Martes, 5 de noviembre de 2013

Mensajes diarios
MENSAJE DIARIO DE CRISTO JESÚS, TRANSMITIDO AL VIDENTE FRAY ELÍAS DEL SAGRADO CORAZÓN

4.ª Maratón de la Divina Misericordia – primer día

Las raíces verdaderas del Amor Universal se encuentran en la sabiduría y en el conocimiento que cada ser de este vasto cosmos puede experimentar, día a día, dentro de esta escuela a la cual su Altísimo Padre llama “escuela de la evolución”.

Hoy Mi Corazón se ha podido regocijar en esa sabiduría, que está despertando como luz en los corazones orantes. La sabiduría del corazón es la que siempre les permitirá comprender las cosas inmateriales y espirituales.

El camino que Yo les ofrezco para esta vida es el camino del espíritu, morada interior que los ayudará a entender los grandes Misterios de Dios. El camino para llegar al amor es la humildad, instrumento inmutable que les dará la simplicidad necesaria ante todas las pruebas de la vida.

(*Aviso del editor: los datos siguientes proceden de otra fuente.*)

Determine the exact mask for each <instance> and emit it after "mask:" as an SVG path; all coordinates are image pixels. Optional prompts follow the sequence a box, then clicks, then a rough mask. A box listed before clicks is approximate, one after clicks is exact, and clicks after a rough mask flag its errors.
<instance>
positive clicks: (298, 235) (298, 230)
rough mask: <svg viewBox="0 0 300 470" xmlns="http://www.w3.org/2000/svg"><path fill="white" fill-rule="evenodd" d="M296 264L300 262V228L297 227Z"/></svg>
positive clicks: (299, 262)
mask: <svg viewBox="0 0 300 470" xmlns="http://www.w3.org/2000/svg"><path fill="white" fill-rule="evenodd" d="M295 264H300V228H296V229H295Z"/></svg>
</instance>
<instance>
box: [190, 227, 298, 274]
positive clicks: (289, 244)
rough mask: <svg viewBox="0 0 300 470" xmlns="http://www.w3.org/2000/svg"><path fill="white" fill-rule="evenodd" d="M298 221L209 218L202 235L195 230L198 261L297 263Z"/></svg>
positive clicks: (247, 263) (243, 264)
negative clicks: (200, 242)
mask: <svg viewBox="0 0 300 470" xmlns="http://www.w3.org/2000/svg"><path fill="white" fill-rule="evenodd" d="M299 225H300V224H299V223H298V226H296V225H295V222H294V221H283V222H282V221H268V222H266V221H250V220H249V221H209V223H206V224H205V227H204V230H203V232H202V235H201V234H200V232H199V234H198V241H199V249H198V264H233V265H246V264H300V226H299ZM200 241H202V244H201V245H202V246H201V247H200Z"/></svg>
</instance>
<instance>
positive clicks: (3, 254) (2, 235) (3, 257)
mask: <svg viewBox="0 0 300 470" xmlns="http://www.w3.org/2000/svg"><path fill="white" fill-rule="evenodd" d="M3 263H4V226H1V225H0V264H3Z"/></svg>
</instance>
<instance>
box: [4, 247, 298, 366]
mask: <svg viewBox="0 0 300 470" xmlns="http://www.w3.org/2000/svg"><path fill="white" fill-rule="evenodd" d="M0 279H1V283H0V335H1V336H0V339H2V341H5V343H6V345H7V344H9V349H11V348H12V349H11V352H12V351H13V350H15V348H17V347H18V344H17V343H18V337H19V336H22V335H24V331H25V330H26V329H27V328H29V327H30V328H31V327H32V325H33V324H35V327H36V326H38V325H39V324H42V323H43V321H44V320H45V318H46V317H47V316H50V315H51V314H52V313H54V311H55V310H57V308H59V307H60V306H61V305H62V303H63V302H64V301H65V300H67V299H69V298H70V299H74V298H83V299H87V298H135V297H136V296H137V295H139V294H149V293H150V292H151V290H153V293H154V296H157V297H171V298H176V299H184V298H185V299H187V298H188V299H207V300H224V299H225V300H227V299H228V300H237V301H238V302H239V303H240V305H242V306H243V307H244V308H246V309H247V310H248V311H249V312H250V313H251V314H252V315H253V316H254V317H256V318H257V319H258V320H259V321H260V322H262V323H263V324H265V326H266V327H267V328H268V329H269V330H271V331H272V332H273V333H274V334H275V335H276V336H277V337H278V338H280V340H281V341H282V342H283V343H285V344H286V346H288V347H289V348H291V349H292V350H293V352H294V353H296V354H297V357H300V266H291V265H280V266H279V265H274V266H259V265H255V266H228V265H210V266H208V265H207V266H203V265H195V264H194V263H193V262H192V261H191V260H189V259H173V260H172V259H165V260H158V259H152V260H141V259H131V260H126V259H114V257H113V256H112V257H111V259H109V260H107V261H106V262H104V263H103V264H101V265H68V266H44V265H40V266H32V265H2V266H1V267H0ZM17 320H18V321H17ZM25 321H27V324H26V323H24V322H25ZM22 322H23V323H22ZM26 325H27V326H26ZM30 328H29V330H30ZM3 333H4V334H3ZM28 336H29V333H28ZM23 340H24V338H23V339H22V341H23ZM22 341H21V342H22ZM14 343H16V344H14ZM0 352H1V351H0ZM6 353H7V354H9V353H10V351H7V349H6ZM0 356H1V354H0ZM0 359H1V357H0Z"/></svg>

Hoy este camino de la humildad no es buscado por la mayoría de los Míos, porque la humildad exige de los buenos corazones el vacío de sí, la honestidad purísima y la entrega a la Voluntad Divina. Por eso, Mi Padre Me ha pedido que les recuerde estos principios básicos que forman la vida del caminante y del peregrino.

Les dejo la aspiración de buscar la Divina Sabiduría; el mundo deberá reconocer, a través de ella, que es hora de cambiar y de pedir Piedad por los que aún están caídos en los cuatro puntos cardinales de la Tierra.

La oración a Mi Infinita Misericordia siempre los llevará a recordar el camino de Mi Pasión en la Cruz, el que realicé por ustedes. En estos tiempos, la Divina Misericordia intentará despertar espíritus humildes para que pronto se conviertan en puentes de salvación para los que están olvidados en el mundo.

Estoy pidiendo lo más simple de todas las escuelas que existen en el Universo, solo los animo a buscar este perfecto camino de redención y de paz para todos.

Agradezco el trabajo de los maratonistas y principalmente el de todos los hijos que, Maratón tras Maratón, Me abren la puerta de sus hogares para que Mi Amor Invencible pueda entrar.

Bendigo a los apóstoles que se animan a caminar a Mi lado en estos tiempos de purificación, pero también de paz para quienes siempre buscan la Luz de Mi Corazón.

Bajo el Amor Infinito de Dios, sean humildes y bienaventurados.

Gracias por ingresar hoy en Mi Casto y Puro Corazón Misericordioso.